Quante volte, di fronte a situazioni di difficoltà, di preoccupazioni, di lutto, a maggior ragione se riguardano persone che conosciamo poco, ci lasciamo scappare frasette di circostanza del tipo: «Non dovresti piangere, pensa a chi sta peggio di te»; «devi calmarti, è esagerata tutta questa ansia»; «vedrai che tutto si risolve, poi andrà meglio, passerà»… nulla di più sbagliato, spiegano gli psicologi.

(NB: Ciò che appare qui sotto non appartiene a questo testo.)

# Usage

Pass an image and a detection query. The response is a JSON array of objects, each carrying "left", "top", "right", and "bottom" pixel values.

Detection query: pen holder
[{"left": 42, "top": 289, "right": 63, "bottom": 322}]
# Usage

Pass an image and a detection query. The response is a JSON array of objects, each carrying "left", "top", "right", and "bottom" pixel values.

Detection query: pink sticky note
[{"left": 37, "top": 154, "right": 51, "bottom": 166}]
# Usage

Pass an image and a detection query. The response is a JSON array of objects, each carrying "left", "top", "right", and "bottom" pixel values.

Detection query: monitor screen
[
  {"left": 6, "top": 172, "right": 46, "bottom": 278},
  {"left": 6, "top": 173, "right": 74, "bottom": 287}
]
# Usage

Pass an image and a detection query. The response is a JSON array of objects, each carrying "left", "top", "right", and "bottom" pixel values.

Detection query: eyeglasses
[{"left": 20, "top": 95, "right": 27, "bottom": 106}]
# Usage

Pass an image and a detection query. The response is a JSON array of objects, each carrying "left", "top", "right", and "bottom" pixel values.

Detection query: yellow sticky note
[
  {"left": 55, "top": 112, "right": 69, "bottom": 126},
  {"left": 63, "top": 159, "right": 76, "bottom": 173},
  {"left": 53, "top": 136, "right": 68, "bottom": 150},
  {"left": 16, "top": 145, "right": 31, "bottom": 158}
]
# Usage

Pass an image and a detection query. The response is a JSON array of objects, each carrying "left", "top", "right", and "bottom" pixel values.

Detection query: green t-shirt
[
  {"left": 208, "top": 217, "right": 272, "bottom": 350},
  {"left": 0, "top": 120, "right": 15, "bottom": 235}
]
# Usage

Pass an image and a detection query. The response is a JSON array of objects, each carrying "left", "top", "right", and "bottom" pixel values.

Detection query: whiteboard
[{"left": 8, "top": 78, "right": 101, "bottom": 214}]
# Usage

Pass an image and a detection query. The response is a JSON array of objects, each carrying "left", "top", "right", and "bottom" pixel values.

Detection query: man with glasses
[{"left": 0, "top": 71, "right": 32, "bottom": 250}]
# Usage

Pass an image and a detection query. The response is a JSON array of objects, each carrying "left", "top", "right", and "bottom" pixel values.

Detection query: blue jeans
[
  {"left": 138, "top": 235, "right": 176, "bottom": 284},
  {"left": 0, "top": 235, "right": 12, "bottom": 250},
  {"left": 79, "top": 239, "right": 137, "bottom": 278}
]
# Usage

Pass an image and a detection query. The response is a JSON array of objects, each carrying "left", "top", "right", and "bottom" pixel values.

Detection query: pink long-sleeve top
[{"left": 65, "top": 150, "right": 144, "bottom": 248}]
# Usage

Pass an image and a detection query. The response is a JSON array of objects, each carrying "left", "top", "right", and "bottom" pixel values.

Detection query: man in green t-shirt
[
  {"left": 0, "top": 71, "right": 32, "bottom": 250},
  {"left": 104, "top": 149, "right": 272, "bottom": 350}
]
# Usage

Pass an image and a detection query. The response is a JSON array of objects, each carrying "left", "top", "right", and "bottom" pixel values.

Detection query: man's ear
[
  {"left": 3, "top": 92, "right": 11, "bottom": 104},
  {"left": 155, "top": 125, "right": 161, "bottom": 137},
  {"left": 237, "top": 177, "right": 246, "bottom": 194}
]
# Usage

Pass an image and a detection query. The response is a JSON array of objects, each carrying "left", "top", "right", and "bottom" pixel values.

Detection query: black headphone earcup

Oggi il Vangelo illustra che puoi invitare gli altri a non preoccuparsi solamente se, rischiando la tua contaminazione, tocchi con mano il dramma del singolo e delle sue relazioni. Esclusivamente quando rimuovi la causa delle lacrime puoi dire in verità «non piangere». Il risuscitamento del figlio della vedova di Nain è modellato su altri racconti del Primo Testamento, si pensi a Elia che alle porte di Sarepta aveva restituito alla madre vedova il suo unico figlio morto.
Ma pure Eliseo aveva operato un risuscitamento a Sunem, vicino a Naim; e lo stesso Eliseo guarì un comandante militare straniero di nome Naaman, una storia che ci ricorda l’episodio precedente letto ieri. Ieri un uomo, oggi una donna; anche in questo caso scopriamo la tenerezza degli affetti e al contempo ascoltiamo per noi gli ordini perentori del Signore: «Uomo nuovo, parlo proprio con te: risorgi!».
Gesù non solo guarisce e resuscita con gesti profetici ma mostra anche che Dio in prima persona ha vissuto e vinto la morte, per tutti. Questa è la fama, l’evangelo, la buona notizia che si deve diffondere in tutte le periferie; a partire dai più discriminati, dai più disprezzati, dai più bisognosi, ben rappresentati da una vedova indifesa, messa alla porta, emarginata dalla comunità. Se lei aveva perso la possibilità di una discendenza, Dio opera dentro al suo Popolo, sempre più dilatato, per spalancare la salvezza: guarigione, risuscitamento e perdono dei peccati, che tutto compendia.
Non è quindi una visitina di cortesia, come quelle delle nostre paroline di circostanza, ma è un operare deciso, che fa davvero ciò che promette, camminando con i suoi discepoli, in ascolto degli affetti e alla presenza di tutto il suo Popolo che lo glorifica. Questa visita coinvolgente sorge per rischiarare coloro che stanno nell’ombra della morte; così ogni carne, quando facciamo uscire fuori questa buona notizia, vede la salvezza di Dio.
Commento a cura di:
Piotr Zygulski, nato a Genova nel 1993, dopo gli studi in Economia all’Università di Genova ha ottenuto la Laurea Magistrale in Filosofia ed Etica delle Relazioni all’Università di Perugia e in Ontologia Trinitaria all’Istituto Universitario Sophia di Loppiano (FI), dove attualmente è dottorando in studi teologici interreligiosi. Dirige la rivista di dibattito ecclesiale “Nipoti di Maritain” (sito).
Tra le pubblicazioni: Il Battesimo di Gesù. Un’immersione nella storicità dei Vangeli, Postfazione di Gérard Rossé, EDB 2019.
Qui puoi continuare a leggere altri commenti al Vangelo del giorno.
Ragazzo, dico a te, àlzati!
Dal Vangelo secondo Luca
Lc 7, 11-17
In quel tempo, Gesù si recò in una città chiamata Nain, e con lui camminavano i suoi discepoli e una grande folla.
Quando fu vicino alla porta della città, ecco, veniva portato alla tomba un morto, unico figlio di una madre rimasta vedova; e molta gente della città era con lei.
Vedendola, il Signore fu preso da grande compassione per lei e le disse: «Non piangere!». Si avvicinò e toccò la bara, mentre i portatori si fermarono. Poi disse: «Ragazzo, dico a te, àlzati!». Il morto si mise seduto e cominciò a parlare. Ed egli lo restituì a sua madre.
Tutti furono presi da timore e glorificavano Dio, dicendo: «Un grande profeta è sorto tra noi», e: «Dio ha visitato il suo popolo». Questa fama di lui si diffuse per tutta quanta la Giudea e in tutta la regione circostante.